How to determine the recurrence of cervical cancer

  If cervical cancer recurs after surgery or radiotherapy, most recurrences occur within 3 years. After recurrence of cervical cancer, most of them die within 1-2 years if they are not treated. Recurrence of cervical cancer is most common in the pelvic wall, parametrium and local recurrence of the cervix. Distant metastasis is mostly seen in supraclavicular lymph nodes and lung metastasis.  The main manifestations of cervical cancer recurrence vary according to the site of cancer recurrence. For local or vaginal recurrence of cervical cancer, irregular vaginal bleeding or foul-smelling leucorrhea often occurs; for pelvic wall or parametrial recurrence, pain and swelling of the affected lower limbs, pain in the lumbosacral area or lower abdomen, and pelvic examination can touch the parametrial mass or fixed mass in the sacral fossa; for rectal or bladder metastasis, blood in the stool or hematuria often occurs; for bone metastasis, local pain often occurs; for lung metastasis, cough and chest pain can occur. Supraclavicular lymph node metastasis may include enlarged and hard lymph nodes. When the above symptoms and signs appear after cervical cancer treatment, the possibility of recurrence should be considered. For local recurrence of cervical and vaginal cancer, it is not difficult to confirm the diagnosis by cytological examination of vaginal smear and biopsy. However, recurrence in the parametrium and pelvic wall is more difficult to be diagnosed mainly by clinical symptoms and pelvic examination.

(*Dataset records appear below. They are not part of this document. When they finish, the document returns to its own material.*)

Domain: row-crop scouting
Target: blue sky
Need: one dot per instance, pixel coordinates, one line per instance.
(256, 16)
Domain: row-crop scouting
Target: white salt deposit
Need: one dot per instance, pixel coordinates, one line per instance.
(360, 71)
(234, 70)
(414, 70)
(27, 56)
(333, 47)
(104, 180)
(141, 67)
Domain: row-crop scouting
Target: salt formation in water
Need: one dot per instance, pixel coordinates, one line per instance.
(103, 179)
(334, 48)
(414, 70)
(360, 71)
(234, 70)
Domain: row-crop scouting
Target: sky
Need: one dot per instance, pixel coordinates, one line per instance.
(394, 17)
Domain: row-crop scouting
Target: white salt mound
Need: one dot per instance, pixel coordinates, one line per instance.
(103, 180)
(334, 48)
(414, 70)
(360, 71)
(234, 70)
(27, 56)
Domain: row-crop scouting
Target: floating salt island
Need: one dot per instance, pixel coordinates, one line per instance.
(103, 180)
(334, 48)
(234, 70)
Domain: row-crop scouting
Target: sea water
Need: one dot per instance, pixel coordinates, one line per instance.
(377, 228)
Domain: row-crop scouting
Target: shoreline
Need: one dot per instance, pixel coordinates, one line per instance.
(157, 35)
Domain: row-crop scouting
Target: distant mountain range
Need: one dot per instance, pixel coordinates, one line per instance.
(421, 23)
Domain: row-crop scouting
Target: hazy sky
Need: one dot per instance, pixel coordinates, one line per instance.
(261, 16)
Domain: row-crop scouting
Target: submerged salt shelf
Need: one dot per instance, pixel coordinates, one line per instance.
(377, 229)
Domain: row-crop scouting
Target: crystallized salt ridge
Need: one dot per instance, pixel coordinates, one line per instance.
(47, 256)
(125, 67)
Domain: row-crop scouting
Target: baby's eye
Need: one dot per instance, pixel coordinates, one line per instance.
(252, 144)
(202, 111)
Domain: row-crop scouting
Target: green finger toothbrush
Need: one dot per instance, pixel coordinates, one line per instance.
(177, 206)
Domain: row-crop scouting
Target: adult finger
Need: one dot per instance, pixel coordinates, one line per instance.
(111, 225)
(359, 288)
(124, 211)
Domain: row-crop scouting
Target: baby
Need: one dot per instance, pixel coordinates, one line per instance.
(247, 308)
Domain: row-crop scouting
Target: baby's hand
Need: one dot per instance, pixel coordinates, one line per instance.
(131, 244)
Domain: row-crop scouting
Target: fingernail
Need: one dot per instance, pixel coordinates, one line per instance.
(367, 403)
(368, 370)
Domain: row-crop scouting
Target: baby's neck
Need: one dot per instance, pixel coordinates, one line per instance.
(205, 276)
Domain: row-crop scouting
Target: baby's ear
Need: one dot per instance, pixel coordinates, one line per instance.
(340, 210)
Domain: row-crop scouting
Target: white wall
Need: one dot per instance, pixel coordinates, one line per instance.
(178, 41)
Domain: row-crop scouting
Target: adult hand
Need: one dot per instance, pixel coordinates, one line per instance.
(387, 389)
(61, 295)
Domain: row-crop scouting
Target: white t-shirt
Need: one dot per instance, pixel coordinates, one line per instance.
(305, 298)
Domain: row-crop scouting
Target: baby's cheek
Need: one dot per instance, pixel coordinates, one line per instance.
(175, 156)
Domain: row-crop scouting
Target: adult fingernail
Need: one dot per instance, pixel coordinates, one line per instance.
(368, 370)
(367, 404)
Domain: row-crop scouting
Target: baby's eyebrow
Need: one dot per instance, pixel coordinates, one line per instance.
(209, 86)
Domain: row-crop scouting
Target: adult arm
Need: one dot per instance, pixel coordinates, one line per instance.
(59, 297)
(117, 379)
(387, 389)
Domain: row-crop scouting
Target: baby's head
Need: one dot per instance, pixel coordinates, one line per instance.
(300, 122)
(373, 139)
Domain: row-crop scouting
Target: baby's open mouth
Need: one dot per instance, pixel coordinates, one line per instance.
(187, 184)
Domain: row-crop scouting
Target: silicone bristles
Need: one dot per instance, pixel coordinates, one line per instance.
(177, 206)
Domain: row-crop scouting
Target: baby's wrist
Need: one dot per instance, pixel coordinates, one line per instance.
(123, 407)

Attention should be paid to differentiate pelvic masses from post-radical surgery lymphatic cysts, pelvic wall inflammatory masses, and post-radiotherapy parametrial connective tissue fibrosis. B-mode ultrasound, CT, PET-CT/pelvic examinations, etc. have certain reference value for the diagnosis of recurrent metastatic cancer.  In the actual review, patients with squamous cell carcinoma also do a tumor index SCC (squamous cell carcinoma antigen), if it is continuously elevated, we should be careful, which often means recurrence or metastasis. However, this index is often interfered by inflammation, so if you have a cough and cold just before the review, it is better to wait for the disease to improve before the review, so as not to interfere with the test results.